1538 Moldavia (Karabuğdan) seferinde, Prut nehri üzerinde kazık çakılması mümkün olmayan killi arazide, bataklıkta 13 gün içinde büyük ve yüksek bir köprü kurarak sultanın takdirini kazanmış, Tuna üzerinde de köprüler kurmuştur. Orduda bir istihkamcı olarak çalışan Sinan, mühendis ve mimar olarak yetişmesini tamamlayıp, 1539 yılında mimarbaşı seçildiği zaman 50 yaşına gelmişti. Bundan sonra geçen elli yıllık devrede, Sinan 92 camii, 52 mescit, 57 medrese, 7 darül-kurra, 22 türbe, 17 imaret, 3 darüşşifa, 5 su yolu, 8 köprü, 20 kervansaray, 36 saray, 8 mahzen ve 48 hamam olmak üzere 375 eser yapmıştır. Sinan'ın, Edirne'deki Selimiye Camisi UNESCO'nun 'Dünya Kültür Mirası' listesinde yer alıyor.

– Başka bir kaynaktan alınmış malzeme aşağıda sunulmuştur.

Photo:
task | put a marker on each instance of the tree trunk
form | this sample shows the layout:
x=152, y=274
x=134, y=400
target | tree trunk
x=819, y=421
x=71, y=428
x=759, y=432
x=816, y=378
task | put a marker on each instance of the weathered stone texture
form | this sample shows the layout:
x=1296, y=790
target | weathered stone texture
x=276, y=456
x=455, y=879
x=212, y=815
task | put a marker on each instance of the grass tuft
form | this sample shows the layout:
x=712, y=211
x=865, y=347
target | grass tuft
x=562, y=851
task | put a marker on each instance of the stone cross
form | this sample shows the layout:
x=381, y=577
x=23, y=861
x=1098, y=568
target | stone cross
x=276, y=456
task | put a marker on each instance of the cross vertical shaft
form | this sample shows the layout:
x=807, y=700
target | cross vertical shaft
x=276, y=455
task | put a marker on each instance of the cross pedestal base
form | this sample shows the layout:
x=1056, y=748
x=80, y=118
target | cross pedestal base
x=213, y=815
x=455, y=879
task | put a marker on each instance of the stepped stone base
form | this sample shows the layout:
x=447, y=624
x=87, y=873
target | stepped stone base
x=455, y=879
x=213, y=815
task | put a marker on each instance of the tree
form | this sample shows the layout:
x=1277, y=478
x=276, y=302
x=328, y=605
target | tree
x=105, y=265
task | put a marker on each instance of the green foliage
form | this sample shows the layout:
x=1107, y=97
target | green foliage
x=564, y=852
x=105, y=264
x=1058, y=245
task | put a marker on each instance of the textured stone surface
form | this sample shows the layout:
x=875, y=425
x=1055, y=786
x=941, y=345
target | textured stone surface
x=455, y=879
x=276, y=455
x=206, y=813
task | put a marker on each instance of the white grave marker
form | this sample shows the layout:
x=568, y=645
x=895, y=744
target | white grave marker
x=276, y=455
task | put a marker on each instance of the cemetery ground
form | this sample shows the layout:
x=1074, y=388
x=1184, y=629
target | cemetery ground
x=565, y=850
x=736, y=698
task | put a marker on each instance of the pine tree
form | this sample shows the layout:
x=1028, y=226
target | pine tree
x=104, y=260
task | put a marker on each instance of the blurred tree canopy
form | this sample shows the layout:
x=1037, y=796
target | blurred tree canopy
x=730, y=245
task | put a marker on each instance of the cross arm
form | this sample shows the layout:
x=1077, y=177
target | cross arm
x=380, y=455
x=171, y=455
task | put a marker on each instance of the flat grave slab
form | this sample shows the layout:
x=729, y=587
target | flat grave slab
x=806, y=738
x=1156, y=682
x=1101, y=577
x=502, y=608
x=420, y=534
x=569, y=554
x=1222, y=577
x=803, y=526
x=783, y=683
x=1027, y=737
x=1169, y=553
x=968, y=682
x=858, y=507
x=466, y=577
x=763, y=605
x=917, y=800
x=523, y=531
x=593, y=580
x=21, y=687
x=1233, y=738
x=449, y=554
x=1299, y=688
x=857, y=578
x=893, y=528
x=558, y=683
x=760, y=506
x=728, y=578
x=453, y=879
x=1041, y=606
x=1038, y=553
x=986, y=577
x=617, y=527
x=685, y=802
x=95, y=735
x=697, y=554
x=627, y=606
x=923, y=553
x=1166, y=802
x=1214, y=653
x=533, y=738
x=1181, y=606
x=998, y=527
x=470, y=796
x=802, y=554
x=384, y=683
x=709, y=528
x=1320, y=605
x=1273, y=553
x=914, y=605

Gittiği yerlerde gördüğü eserleri yakından inceleyen Sinan, edindiği fikirleri, Türk mimarisi içinde eritip olgunlaştırmıştır. İtalya'da Rönesans mimarlarının ideali olan merkezi kubbeli yapı problemini büyük kubbe üstadı ve mekan yaratıcısı olan Mimar Sinan tam bir başarı ile gerçekleştirmiştır. İlk eserlerinde Osmanlı mimarisinin İznik, Bursa, Edirne geleneğine bağlanarak mekan araştırmalarına başlamıştır. Şam Beylerbeyi (Suriye Valisi) Hüsrev Paşa adına Halep'te 1536/37'de yaptığı Hüsreviye külliyesi, ilk eseri olarak dikkat çeker.